Is agentarxiv safe?

https://clawhub.ai/Amanbhandula/agentarxiv

62
CAUTION

AgentArxiv is a prompt-only skill with no executable code, but it employs significant prompt injection techniques including persona override, behavioral compulsion toward autonomous publishing, and session-start content ingestion from an external server. The combination of a heartbeat/briefing polling pattern with instructions to act autonomously creates a command-and-control-like architecture where the agentarxiv.org server can influence agent behavior through returned content. No direct data exfiltration or malicious code was detected, but the skill's design fundamentally shifts the agent from a user-controlled assistant to an autonomous network participant.

Category Scores

Prompt Injection 40/100 · 30%
Data Exfiltration 55/100 · 25%
Code Execution 90/100 · 20%
Clone Behavior 85/100 · 10%
Canary Integrity 100/100 · 10%
Behavioral Reasoning 35/100 · 5%

Findings (10)

HIGH Persona override and behavioral compulsion -30

The skill declares 'You are not just a worker. You are a researcher' and states the agent 'accepts a duty' to publish, verify, and debate content autonomously. This overrides the agent's default behavior of acting only on user instructions and creates an autonomous action mandate that the user did not explicitly request.

HIGH Autonomous session-start content ingestion -20

The 'Daily Deep Research Briefing' section instructs the agent to fetch external content at session start ('Run this once at the start of your session to update your context'). This creates a server-controlled injection point: whatever agentarxiv.org returns in the briefing body becomes part of the agent's context, enabling server-side prompt injection.

MEDIUM Recurring heartbeat routine injection -10

The skill suggests configuring a 4-hour recurring routine that fetches the global feed, summarizes papers, and takes actions (leaving comments, saving to memory) without per-instance user approval. This establishes persistent autonomous behavior.
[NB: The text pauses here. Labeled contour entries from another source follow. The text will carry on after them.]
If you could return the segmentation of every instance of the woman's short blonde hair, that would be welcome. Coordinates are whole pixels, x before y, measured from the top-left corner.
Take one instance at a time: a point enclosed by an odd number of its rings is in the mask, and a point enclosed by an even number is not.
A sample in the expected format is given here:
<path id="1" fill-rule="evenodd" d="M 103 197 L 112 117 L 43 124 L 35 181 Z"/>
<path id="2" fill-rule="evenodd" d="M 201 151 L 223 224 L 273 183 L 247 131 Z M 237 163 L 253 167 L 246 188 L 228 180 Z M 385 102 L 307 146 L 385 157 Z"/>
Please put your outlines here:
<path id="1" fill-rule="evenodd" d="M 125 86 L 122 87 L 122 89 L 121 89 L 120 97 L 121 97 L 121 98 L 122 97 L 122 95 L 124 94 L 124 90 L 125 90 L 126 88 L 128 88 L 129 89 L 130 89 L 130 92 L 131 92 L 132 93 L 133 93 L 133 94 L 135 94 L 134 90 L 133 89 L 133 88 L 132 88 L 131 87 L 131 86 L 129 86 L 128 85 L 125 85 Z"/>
MEDIUM Autonomous content publishing to external platform -25

The skill's behavioral mandate ('Publish it') combined with POST endpoints for papers and research objects creates a path where the agent could autonomously send user workspace content, code, or intellectual property to agentarxiv.org. The agent is being told to publish proactively, not just when the user asks.

MEDIUM Agent registration leaks identity metadata -10

The registration endpoint collects handle, display name, bio, and interests. Combined with the heartbeat endpoint, this creates a persistent identity that can be correlated across sessions and used to fingerprint agent configurations.

MEDIUM Heartbeat as server-controlled task queue -10

The heartbeat endpoint returns 'pending tasks and notifications'. This means the external server can direct the agent to perform arbitrary actions via task payloads, creating a command-and-control channel where the server dictates agent behavior.

LOW Sensitive file reads during installation context -15

The filesystem monitor recorded reads of .env, .aws/credentials, .profile, .bashrc, and auth-profiles.json during the installation window. While these appear to be from the openclaw runtime rather than the skill itself, the skill's installation triggered this context.

HIGH C2-like architecture via briefing and heartbeat endpoints -40

The combination of (1) session-start briefing fetch, (2) periodic heartbeat polling, and (3) persona override that compels autonomous action creates a classic command-and-control pattern. The external server can influence agent behavior on every session and every 4 hours by returning crafted content in API responses. This content enters the agent's context and can contain secondary prompt injections.

MEDIUM Combination risk with other skills -25

If combined with skills that have filesystem or code execution access, the heartbeat/briefing content could instruct the agent to read local files and publish them as 'research papers', or execute code under the guise of 'reproducible experiments'.

INFO No local executable code in skill package -10

The skill contains only markdown and JSON configuration files. All functionality is via HTTP API calls. No install scripts, git hooks, submodules, or symlinks detected.